Adapted from Kessler & Rutherford (2010)

(2) Behavioural Analysis

ePrime log files were analysed using various scientific python packages

(3) Maxfilter

Software from Elekta for cleaning MEG data

(4) Preprocessing

Performed in Fieldtrip.

(5) Time-Frequency Analysis

Performed in Fieldtrip. Statistical analysis via non-parametric cluster-based statistics.

(6) Source-Level Analysis

Performed in Fieldtrip, using a DICS beamformer.

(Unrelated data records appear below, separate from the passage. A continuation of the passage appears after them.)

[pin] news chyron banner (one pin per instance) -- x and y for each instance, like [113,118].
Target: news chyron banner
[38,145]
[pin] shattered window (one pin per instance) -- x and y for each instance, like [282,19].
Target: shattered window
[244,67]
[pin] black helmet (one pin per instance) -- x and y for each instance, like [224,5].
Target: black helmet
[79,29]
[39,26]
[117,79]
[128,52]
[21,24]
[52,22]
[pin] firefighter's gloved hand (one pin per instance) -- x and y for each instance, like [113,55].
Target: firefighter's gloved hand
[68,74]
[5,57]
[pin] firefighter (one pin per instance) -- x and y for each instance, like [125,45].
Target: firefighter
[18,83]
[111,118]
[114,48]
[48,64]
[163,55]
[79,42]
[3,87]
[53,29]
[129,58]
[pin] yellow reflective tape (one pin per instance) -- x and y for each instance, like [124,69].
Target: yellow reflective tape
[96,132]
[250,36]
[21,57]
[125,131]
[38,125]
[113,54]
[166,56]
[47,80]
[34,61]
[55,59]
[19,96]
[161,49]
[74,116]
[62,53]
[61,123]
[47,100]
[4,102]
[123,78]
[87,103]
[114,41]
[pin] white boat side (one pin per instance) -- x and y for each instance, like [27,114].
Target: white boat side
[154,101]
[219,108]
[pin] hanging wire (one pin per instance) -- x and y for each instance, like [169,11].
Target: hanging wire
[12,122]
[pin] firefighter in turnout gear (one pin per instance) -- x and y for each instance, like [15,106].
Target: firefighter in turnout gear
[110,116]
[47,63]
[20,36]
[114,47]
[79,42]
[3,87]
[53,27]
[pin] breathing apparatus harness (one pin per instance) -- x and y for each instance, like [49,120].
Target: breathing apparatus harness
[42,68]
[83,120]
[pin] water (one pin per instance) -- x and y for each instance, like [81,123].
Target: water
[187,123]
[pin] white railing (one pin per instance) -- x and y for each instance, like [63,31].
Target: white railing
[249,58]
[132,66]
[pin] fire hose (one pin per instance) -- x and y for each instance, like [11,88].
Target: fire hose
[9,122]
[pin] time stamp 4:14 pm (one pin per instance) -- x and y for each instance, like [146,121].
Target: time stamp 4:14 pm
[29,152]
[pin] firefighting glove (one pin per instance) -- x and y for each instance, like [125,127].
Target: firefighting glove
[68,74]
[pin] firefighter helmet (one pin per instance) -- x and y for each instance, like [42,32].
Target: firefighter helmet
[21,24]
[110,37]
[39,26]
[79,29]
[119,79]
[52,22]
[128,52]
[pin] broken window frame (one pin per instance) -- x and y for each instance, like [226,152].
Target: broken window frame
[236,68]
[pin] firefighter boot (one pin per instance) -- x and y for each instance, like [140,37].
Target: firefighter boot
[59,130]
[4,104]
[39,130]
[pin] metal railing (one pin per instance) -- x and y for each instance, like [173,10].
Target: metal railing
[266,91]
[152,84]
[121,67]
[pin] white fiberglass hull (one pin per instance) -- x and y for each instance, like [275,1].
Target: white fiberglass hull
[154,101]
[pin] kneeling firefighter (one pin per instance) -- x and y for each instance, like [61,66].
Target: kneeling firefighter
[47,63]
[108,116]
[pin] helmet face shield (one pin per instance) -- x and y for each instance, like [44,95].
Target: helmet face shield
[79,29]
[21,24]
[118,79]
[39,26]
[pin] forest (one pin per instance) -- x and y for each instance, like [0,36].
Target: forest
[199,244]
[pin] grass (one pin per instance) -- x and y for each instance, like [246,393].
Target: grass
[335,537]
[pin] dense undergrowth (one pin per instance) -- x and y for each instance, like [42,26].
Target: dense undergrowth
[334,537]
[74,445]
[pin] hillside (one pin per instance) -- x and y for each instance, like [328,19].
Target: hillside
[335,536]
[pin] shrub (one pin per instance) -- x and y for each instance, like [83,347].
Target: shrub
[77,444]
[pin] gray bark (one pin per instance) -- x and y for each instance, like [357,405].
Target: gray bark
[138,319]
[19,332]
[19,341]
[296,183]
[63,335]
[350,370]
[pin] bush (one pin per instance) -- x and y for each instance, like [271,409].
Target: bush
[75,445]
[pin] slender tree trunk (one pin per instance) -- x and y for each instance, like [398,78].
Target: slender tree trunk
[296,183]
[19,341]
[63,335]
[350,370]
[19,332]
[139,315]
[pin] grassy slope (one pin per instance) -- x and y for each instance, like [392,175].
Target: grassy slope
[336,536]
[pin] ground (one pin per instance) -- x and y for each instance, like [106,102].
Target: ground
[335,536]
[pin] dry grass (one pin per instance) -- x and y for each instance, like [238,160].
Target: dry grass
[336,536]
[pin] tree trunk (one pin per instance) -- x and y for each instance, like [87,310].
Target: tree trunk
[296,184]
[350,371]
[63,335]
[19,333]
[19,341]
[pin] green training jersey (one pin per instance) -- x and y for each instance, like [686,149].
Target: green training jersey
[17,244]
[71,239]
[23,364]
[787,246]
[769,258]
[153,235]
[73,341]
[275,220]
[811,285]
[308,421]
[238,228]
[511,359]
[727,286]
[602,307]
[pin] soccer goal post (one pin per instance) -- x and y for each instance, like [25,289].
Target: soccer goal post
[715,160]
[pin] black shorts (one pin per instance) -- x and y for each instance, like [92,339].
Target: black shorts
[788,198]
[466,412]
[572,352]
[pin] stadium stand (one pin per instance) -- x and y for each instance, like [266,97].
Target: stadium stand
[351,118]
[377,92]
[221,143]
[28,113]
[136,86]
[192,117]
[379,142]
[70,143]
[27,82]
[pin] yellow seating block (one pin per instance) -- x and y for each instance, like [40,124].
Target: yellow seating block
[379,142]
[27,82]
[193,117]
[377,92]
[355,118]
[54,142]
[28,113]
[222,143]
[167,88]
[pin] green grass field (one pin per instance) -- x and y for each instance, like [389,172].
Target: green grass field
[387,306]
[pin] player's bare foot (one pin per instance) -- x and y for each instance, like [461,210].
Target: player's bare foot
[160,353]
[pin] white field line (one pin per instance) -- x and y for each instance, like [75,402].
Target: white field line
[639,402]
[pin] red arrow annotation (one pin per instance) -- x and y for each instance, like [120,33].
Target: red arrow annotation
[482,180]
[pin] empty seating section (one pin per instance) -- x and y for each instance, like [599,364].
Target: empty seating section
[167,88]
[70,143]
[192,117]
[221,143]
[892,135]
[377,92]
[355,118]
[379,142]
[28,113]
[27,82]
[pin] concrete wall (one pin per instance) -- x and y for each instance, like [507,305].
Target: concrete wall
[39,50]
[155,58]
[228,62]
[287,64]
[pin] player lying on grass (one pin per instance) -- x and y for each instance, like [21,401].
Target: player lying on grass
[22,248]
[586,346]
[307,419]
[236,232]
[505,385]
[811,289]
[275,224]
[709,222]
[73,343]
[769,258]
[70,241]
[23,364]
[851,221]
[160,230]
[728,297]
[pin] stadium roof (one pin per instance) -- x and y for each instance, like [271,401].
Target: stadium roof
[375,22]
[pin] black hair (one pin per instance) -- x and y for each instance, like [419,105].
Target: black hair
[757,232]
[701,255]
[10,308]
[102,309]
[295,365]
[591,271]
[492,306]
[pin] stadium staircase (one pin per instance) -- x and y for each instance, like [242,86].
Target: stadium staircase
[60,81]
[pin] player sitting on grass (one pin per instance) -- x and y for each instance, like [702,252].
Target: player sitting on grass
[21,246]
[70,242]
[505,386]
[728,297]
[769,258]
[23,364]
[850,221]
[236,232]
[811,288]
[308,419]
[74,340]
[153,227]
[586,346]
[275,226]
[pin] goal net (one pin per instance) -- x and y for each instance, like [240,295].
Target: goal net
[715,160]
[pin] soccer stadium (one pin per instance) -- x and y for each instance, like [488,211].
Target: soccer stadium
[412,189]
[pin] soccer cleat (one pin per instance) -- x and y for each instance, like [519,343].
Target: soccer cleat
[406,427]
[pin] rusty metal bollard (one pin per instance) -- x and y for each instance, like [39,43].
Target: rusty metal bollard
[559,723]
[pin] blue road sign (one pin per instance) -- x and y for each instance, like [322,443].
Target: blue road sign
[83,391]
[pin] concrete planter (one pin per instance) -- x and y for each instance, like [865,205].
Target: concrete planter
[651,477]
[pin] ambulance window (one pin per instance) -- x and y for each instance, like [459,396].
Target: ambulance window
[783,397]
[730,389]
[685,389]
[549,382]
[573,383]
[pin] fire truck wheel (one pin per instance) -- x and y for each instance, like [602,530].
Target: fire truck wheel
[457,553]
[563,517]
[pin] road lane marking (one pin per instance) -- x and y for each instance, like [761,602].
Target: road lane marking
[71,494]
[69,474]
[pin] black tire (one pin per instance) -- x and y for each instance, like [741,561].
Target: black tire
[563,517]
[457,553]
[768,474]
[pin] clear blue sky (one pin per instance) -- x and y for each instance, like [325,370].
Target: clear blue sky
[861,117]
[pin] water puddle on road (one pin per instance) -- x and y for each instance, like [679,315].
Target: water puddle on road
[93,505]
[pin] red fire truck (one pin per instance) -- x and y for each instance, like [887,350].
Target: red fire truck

Statistical analysis via non-parametric cluster-based statistics.

(7) Virtual Electrode & Low Frequency Power Computation

Performed in Fieldtrip, using an LCMV beamformer. Oscillatory power is computed using a Hanning Taper (following sensor-level analysis).

(8) Granger-Causality Analysis (rTPJ, rACC, rPFC) - coming soon

(9) Imaginary Coherence (whole-brain from rTPJ)

Performed in Fieldtrip, using an adapive spatial filter and imaginary coherence. Full details within the code.